リオデジャネイロ五輪・男子個人タイムトライアル、金メダルを獲得し満面の笑みを浮かべるファビアン・カンチェッラーラ Photo: Yuzuru SUNADAリオデジャネイロ五輪・男子個人タイムトライアル、金メダルを獲得し満面の笑みを浮かべるファビアン・カンチェッラーラ Photo: Yuzuru SUNADA

強い風雨をものともしなかったアームストロング

 個人タイムトライアルは、6日の男子ロードレース、7日の女子ロードレースでも使われたグルマリの周回コースが舞台。ポイントとなるのが2カ所の上り。1つ目のグルマリが登坂距離1.3km・平均勾配9.4%・最大勾配24.1%。2つ目のグロタ・フンダの上りが登坂距離が2.13kmで、平均勾配6.8%・最大勾配10.3%。それぞれ上り終えた後には、テクニカルな下りが待ち受ける。

 さらに、リオデジャネイロ市内は早朝から雨が降り、コースのある海沿いは風も強かったことから、それらコンディションがレースにどのような影響を及ぼすのかも注目されるところとなった。

 19カ国から25人が出場した女子は、グルマリを1周回の29.9kmで争われた。現地時間午前8時30分に第1走者がスタート。1分30秒おきに次々と選手たちがコースへと繰り出した。

優勝争いを制し、五輪3連覇を果たしたクリスティン・アームストロング Photo: Yuzuru SUNADA優勝争いを制し、五輪3連覇を果たしたクリスティン・アームストロング Photo: Yuzuru SUNADA

 そんな中、金メダル争いを繰り広げたのは、最終走者のアームストロングと、前回のロンドン大会でこの種目銅メダルのオルガ・ザベリンスカヤ(ロシア、ビーピンク)の2人。グルマリの頂上に設けられた第1計測ポイント(10km地点)でアームストロングがトップタイムをマークすると、下りと中盤の平坦区間を経て迎えたグロタ・フンダの頂上に設定された第2計測ポイント(19.7km地点)ではザベリンスカヤがトップに立った。

 雨脚が強く、ウェットな路面状況に慎重な走りが求められる中、攻めの姿勢を貫いた両者。テクニカルな下りを終えて、フィニッシュまでの約7kmに及ぶ平坦区間で強さを見せたのはアームストロングだった。先にフィニッシュし、暫定で首位に立っていたザベリンスカヤのタイムを5秒あまり更新。1位であることを確認すると、バイクとともにアスファルト上に倒れこんだ。

 1973年生まれのアームストロングは、長く個人タイムトライアル(TT)スペシャリストとして君臨。五輪では2008年の北京大会で初優勝。出産を経て臨んだ2012年のロンドン大会でも金メダルを獲得。
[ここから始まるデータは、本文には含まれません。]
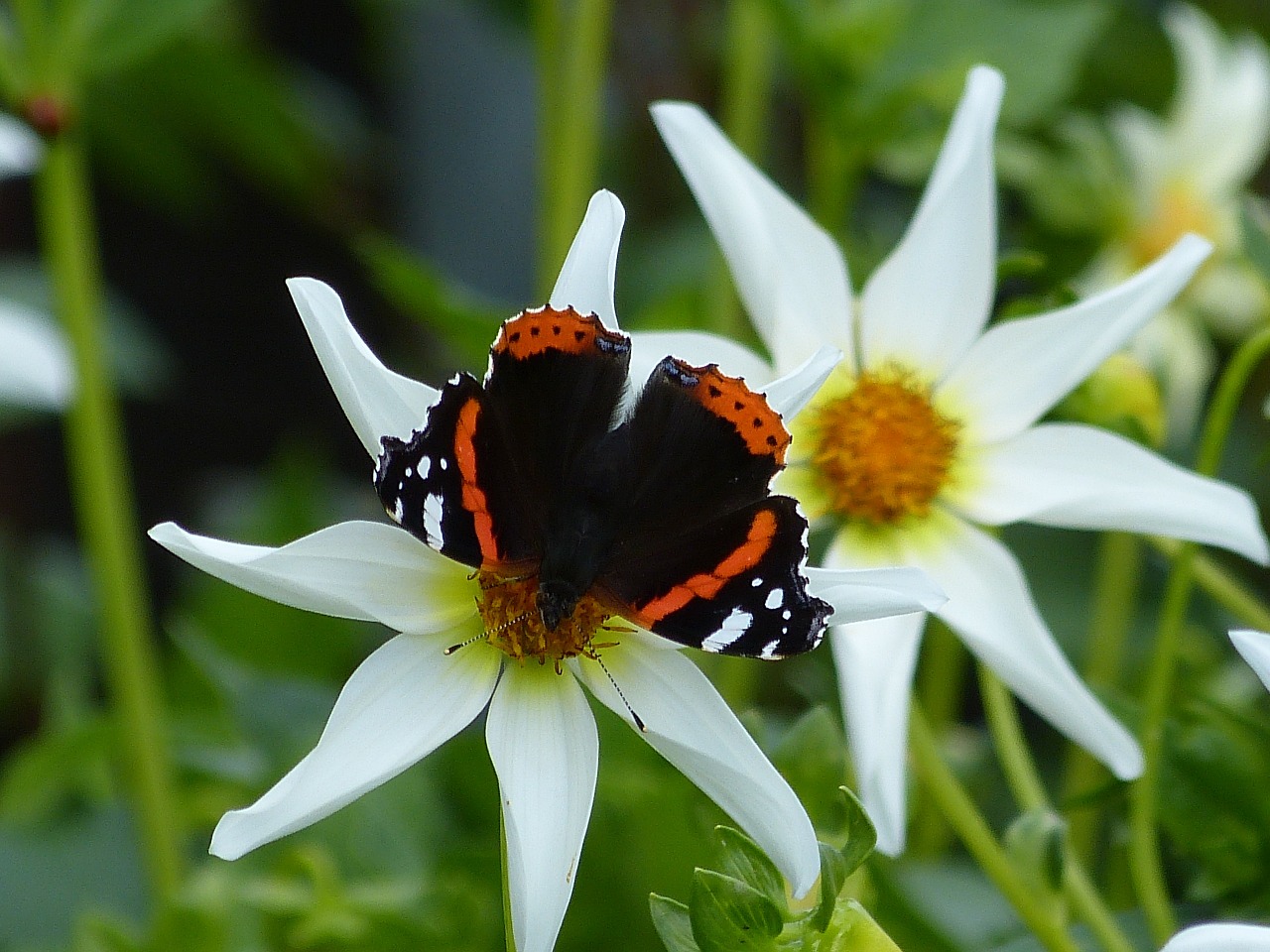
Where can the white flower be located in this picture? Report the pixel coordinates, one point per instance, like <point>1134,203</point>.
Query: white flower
<point>35,365</point>
<point>929,428</point>
<point>411,694</point>
<point>1223,937</point>
<point>1187,173</point>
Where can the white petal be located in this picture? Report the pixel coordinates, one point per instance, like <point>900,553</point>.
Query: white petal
<point>861,594</point>
<point>931,296</point>
<point>698,348</point>
<point>35,363</point>
<point>587,277</point>
<point>21,149</point>
<point>377,402</point>
<point>402,702</point>
<point>365,570</point>
<point>875,662</point>
<point>1255,649</point>
<point>1088,479</point>
<point>789,272</point>
<point>1220,937</point>
<point>793,391</point>
<point>1020,368</point>
<point>545,749</point>
<point>693,728</point>
<point>992,611</point>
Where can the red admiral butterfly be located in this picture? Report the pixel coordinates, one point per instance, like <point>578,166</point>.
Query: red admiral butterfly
<point>661,516</point>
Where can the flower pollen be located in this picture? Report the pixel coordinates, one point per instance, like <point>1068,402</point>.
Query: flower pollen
<point>513,625</point>
<point>881,451</point>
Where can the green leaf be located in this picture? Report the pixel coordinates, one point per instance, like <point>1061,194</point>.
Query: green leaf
<point>1255,232</point>
<point>861,835</point>
<point>728,915</point>
<point>672,923</point>
<point>833,874</point>
<point>743,860</point>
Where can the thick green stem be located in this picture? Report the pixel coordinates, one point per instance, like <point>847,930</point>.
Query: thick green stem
<point>1115,599</point>
<point>947,791</point>
<point>572,41</point>
<point>1029,792</point>
<point>1144,860</point>
<point>103,500</point>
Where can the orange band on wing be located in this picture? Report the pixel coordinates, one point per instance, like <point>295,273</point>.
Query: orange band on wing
<point>534,333</point>
<point>746,556</point>
<point>474,497</point>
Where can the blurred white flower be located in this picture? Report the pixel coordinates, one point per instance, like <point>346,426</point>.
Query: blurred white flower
<point>929,428</point>
<point>1187,172</point>
<point>1220,937</point>
<point>412,694</point>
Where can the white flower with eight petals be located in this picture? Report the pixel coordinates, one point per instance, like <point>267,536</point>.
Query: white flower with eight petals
<point>929,428</point>
<point>414,693</point>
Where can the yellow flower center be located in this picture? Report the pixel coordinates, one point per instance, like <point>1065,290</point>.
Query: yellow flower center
<point>1178,211</point>
<point>881,452</point>
<point>513,625</point>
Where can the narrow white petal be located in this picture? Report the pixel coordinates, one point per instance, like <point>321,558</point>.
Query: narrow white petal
<point>1020,368</point>
<point>1255,649</point>
<point>35,363</point>
<point>992,611</point>
<point>1220,937</point>
<point>693,728</point>
<point>362,570</point>
<point>377,402</point>
<point>861,594</point>
<point>698,348</point>
<point>402,703</point>
<point>587,277</point>
<point>931,296</point>
<point>875,662</point>
<point>793,391</point>
<point>21,149</point>
<point>1087,479</point>
<point>545,749</point>
<point>789,272</point>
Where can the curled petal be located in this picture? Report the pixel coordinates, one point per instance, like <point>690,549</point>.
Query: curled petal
<point>875,662</point>
<point>1220,937</point>
<point>861,594</point>
<point>693,728</point>
<point>1088,479</point>
<point>992,611</point>
<point>930,298</point>
<point>789,272</point>
<point>377,402</point>
<point>793,391</point>
<point>1061,348</point>
<point>402,702</point>
<point>545,749</point>
<point>35,363</point>
<point>365,570</point>
<point>587,277</point>
<point>1255,649</point>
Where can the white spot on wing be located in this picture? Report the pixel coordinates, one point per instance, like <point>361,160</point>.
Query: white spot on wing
<point>432,517</point>
<point>731,629</point>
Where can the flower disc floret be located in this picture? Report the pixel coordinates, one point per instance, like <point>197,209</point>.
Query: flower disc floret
<point>881,451</point>
<point>515,626</point>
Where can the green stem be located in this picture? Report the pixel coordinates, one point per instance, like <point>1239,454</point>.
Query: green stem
<point>103,499</point>
<point>1144,860</point>
<point>572,41</point>
<point>1115,599</point>
<point>1218,584</point>
<point>947,791</point>
<point>1029,792</point>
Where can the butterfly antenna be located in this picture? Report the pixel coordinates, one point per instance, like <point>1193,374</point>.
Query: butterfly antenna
<point>639,721</point>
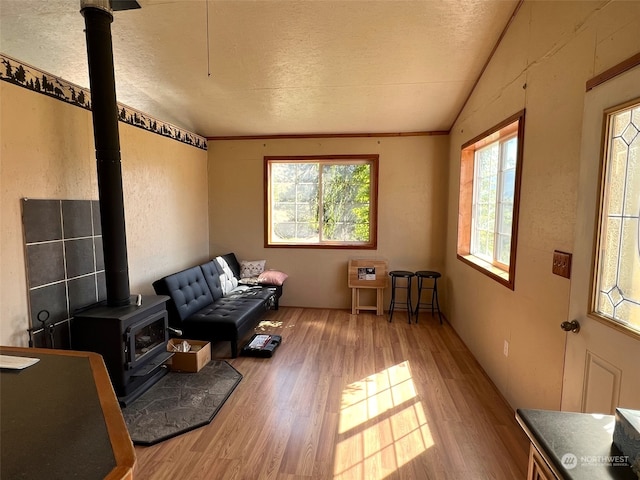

これを機に一度現役を退いたが、2015年に競技復帰を果たし、この五輪3連覇へとつなげた。沖縄県の在日米軍海兵隊施設「キャンプ・フォスター」内に設けられているクバサキ高校出身で、わずかながら日本ともゆかりのある選手だ。

リオ五輪、女子個人タイムトライアルの上位3選手。左から銀メダルのオルガ・ザベリンスカヤ、金メダルのクリスティン・アームストロング、銅メダルのアンナ・ファンデルブレッヘン Photo: Yuzuru SUNADAリオ五輪、女子個人タイムトライアルの上位3選手。左から銀メダルのオルガ・ザベリンスカヤ、金メダルのクリスティン・アームストロング、銅メダルのアンナ・ファンデルブレッヘン Photo: Yuzuru SUNADA

與那嶺恵理は15位

 男女を通じて日本勢唯一の個人タイムトライアル出場となった與那嶺恵理(ハーゲンスベルマン・スーパーミント サイクリングチーム)は、アームストロングから2分17秒差の15位。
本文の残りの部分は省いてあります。